At night, the video is adequate. It’s not as bright as some cameras I’ve tested but it fared significantly better in brightness and detail than most; and compared to my GoPro Hero HD, the difference is astounding.
Audio is great when the car isn’t moving. When it is moving, it seems to use some sort of noise cancellation – and because my car is quite loud that means it takes away almost all sounds including my voice. It isn’t strong enough to pick up voices from outside of the car, but it will at least record whatever you have to say.
Here are some video samples. Click for full resolution:
The still photo quality of this camera is adequate for capturing quick images. That being said, I almost immediately noticed that the actual resolution of the still images is somewhere around 3 MP, so there is no point setting the camera to 12 MP because the images just take up more space for the same overall quality. (Editor’s note: The sensor is actually 3.5 MP)
Here are some samples. Click for higher resolution:
The color and exposure of the images is great and there’s even an antishake setting that helps when it is darker out. They’re of comparable quality to a lower resolution mobile phone picture (think HTC One M7/8) in terms of noise and detail.
The built in battery of this device is only meant to last a few minutes to document the aftermath of an accident.

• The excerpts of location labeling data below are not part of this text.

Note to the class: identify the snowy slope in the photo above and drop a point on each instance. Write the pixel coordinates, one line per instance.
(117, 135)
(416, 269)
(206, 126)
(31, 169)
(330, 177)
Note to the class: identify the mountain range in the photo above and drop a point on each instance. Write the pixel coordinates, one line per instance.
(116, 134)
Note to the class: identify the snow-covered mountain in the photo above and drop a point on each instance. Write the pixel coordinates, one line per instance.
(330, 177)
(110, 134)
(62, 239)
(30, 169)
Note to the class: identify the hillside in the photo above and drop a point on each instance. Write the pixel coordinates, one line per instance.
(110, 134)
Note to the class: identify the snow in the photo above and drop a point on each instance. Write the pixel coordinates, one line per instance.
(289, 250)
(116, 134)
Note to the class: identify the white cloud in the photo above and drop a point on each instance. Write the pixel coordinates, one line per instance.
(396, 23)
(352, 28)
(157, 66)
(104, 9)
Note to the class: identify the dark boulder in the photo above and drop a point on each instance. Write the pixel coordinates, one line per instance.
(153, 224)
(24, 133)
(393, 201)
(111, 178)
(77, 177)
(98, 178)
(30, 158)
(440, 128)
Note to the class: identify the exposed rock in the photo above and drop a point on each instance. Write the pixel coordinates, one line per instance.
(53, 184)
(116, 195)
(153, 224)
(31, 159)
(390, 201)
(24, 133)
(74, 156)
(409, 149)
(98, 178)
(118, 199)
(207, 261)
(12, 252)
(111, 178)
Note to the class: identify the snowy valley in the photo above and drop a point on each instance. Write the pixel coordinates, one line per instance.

For this purpose it delivers acceptable and I found myself able to film little clips and wander around my house for at least ten minutes before the FVL9 started warning me that the battery was empty. This should be enough for a quick accident scene clip and a few pictures – about what a dash camera is meant for.
Screen, Buttons & UI
Even though the button layout is a bit strange, once I figured out what each button did I had no problem navigating through the cameras features. In fact, for this type of device it was very straightforward. This is a big win for this camera compared to other cameras in its field.
The camera has worked perfectly with loop recording, overwriting, power on recording and any of the standard dash camera features. Even the G sensor works like it should with 3 settings for sensitivity in case one of them has too many false positives. I set it to ‘low’ which rarely activates, but with a 32GB card in the camera if I have an incident I don’t have to worry about clips being overwritten anyways.
This camera is based around the Novatek NT96650 Processor and the 3.5MP Aptina AR0330 sensor. This is a good thing as this sensor and processor combination is known to produce great image quality for the price.
One initial negative thing that I noticed was the power cable is built into the car adapter. This is problematic for people like me who only have one lighter jack in my car and would like to charge a phone and use the camera at the same time. I have contacted Pateker to let them know my suggestion to include a Lighter Jack to 2 USB port adapter and a long separate cable. In the meantime I’d advise purchasing a long mini USB cable and a multi port plug if you plan on permanently installing this in your car and do not have a spare lighter jack.
Price at time of review: $118.99 CAD
The Pateker FVL9 does what a dash camera should do quite well: it has excellent video quality and decent still images. It exposes right, starts and stops when it should and has acceptable audio. A few quirks keep it from being perfect, but it will be a trustworthy addition to my car.